Thursday, November 19, 2015

The Last of the Color

When these leaves are gone, that green grass is what helps get me through winter.
That, and the evergreens I've planted here and there.
This is the Bloodgood Japanese Maple I planted the day Dad died.
Why so quiet, you ask? Because we snuck off to Texas for a 12-day jaunt to see Corpus Christi, visit family in Arlington and surrounds, and see how many pounds Nan could gain eating three meals out every day. The verdict: A good number of pounds, or a bad number, that is ...

Visiting Arlington is now such a study in contrasts with our current life. There, we stay at Mason's ex's house and can get to the hardware store in 2 minutes. Here on Flat Top, it takes 50 minutes. To Mason's favorite burger joint, 1.5 minutes. Here? Trick question. All of Mason's favorite burger joints are in Texas.

All of that convenience -- and the thousands of restaurants within a 10 minute drive in Arlington -- create a parallel universe to Flat Top. So we go there, get our fill, appreciate it all, then retreat to the cabin and fall back in love with our little home in the woods. I can't tell you how much I look forward to winter, when I will no longer be working and we won't leave the mountain six days a week and create satisfying meals out of whatever is left on Days 5 and 6. Of course, I prefer that it be spring or summer, when it's warm, but I'm trying not to be too greedy.

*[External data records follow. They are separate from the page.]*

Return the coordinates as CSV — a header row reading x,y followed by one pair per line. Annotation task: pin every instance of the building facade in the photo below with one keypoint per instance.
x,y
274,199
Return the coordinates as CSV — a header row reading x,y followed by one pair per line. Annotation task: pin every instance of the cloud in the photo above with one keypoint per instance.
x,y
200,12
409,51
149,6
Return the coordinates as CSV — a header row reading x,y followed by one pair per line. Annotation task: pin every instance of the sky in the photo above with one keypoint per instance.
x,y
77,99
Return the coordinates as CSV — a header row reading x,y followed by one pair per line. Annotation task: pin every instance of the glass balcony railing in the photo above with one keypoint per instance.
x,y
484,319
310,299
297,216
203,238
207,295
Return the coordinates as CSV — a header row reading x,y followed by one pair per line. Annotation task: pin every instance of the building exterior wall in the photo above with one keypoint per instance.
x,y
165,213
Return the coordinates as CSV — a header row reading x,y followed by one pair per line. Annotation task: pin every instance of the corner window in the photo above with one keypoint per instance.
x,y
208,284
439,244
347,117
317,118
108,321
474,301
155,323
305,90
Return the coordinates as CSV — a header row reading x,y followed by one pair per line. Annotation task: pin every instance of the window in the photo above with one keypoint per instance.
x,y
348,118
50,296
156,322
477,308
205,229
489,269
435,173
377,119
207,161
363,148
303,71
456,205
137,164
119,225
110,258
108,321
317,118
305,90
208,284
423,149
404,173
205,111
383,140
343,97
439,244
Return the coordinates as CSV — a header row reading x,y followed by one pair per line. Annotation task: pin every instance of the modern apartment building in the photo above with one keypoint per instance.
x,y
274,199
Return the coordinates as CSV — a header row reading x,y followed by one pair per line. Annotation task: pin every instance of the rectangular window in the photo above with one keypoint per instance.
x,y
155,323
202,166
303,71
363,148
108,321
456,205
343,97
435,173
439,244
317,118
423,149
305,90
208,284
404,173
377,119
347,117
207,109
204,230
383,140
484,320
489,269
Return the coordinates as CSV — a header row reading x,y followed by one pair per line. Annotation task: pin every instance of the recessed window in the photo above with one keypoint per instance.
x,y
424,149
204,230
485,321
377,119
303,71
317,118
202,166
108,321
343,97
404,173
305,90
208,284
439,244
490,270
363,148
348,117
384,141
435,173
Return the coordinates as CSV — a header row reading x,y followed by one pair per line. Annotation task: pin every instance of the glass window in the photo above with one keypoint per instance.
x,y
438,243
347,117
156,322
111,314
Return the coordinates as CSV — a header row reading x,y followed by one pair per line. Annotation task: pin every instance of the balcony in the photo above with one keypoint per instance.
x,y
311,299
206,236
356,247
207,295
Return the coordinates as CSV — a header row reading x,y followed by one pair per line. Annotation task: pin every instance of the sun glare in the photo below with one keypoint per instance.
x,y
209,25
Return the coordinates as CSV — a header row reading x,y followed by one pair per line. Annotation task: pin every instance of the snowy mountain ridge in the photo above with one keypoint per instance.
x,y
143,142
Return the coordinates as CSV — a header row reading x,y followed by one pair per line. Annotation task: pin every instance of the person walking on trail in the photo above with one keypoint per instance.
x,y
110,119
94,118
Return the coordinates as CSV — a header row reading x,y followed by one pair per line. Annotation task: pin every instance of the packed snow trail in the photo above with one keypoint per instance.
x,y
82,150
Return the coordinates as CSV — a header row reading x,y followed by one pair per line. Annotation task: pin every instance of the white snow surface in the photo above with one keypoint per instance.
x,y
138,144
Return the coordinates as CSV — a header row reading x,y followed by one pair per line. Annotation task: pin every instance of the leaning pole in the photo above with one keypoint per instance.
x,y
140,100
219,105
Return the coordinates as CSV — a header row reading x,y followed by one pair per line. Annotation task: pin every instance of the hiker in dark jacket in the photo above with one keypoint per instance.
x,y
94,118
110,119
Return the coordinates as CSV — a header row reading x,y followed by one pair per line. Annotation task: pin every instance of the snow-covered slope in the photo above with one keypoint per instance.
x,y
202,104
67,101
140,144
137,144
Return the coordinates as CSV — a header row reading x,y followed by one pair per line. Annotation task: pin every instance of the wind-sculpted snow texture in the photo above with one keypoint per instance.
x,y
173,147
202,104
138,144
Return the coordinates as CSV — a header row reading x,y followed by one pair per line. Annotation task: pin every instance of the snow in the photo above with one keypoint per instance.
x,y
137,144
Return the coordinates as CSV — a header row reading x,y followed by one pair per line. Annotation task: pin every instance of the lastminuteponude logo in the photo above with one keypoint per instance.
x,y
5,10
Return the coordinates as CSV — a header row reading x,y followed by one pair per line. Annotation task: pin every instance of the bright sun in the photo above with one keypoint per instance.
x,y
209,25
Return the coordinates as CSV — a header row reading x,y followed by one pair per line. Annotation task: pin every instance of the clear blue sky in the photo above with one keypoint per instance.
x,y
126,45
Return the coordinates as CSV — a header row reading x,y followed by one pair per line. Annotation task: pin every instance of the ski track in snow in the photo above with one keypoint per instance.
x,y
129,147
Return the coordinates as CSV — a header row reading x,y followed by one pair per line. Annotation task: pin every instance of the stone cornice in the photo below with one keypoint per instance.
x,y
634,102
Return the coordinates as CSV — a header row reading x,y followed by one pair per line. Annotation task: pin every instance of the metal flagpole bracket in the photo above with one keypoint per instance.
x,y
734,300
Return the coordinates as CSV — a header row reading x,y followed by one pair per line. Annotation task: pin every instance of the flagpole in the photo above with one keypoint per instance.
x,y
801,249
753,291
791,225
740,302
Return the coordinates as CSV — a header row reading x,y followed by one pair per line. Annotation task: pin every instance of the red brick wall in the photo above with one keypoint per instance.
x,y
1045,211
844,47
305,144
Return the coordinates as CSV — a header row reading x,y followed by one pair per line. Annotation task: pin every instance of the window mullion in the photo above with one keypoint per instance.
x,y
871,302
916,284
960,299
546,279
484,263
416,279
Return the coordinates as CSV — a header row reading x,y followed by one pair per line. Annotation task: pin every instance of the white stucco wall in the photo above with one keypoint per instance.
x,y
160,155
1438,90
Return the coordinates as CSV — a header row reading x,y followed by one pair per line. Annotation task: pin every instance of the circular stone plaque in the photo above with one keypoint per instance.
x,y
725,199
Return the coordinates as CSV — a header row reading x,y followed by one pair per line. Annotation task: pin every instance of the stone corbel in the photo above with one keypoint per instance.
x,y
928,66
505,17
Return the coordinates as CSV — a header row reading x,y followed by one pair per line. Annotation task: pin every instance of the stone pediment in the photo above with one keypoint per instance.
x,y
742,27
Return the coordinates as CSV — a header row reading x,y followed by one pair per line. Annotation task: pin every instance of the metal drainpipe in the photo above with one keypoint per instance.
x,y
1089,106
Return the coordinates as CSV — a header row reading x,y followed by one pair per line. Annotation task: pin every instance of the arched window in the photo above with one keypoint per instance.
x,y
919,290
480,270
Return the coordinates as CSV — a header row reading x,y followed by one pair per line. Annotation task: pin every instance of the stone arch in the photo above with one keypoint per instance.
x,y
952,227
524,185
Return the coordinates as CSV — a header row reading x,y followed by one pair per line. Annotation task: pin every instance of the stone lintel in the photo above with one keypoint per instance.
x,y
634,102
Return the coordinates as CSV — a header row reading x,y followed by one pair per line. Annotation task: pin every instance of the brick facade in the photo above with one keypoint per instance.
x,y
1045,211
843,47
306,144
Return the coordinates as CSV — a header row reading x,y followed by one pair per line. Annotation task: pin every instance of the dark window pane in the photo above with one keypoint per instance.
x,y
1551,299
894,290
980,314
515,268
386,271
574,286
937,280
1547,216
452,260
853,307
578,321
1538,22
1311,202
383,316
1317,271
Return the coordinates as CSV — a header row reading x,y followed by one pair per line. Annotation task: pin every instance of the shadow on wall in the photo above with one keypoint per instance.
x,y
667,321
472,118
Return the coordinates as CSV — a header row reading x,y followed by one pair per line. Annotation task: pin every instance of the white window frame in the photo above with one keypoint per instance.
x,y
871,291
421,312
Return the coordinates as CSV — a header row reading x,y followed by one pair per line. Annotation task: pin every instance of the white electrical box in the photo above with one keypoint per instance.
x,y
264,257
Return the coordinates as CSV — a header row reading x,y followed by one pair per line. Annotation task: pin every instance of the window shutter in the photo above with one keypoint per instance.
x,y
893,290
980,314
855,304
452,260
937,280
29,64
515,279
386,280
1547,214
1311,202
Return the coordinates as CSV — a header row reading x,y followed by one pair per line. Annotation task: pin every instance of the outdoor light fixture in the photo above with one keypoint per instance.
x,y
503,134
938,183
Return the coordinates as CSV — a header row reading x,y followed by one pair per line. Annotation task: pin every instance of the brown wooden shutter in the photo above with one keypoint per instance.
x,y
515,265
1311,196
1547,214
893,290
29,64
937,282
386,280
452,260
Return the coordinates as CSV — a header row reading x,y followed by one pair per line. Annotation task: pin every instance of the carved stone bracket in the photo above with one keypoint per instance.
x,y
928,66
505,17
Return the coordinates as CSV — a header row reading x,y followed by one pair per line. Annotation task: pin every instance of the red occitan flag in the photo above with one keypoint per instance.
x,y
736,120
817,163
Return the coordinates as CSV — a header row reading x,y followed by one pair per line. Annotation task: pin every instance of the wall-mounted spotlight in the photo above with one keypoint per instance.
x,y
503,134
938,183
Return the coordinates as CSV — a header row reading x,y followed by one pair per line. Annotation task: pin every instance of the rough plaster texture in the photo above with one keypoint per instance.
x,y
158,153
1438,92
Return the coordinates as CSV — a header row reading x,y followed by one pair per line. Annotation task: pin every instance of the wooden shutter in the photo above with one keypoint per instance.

This Seiryu Japanese Maple didn't give me much color last year,
 but this year? I'm happy.

When we returned to our little cabin in the woods last week, we found a forest full of leaves covering the ground and just a speck of fall color left. So far I've gotten the leaves off the grass, but there's a whole lot of raking and shredding in our near future. And soon, that pile of firewood you see in the background of that bottom photo will be keeping us warm day and night.  It's good to be home.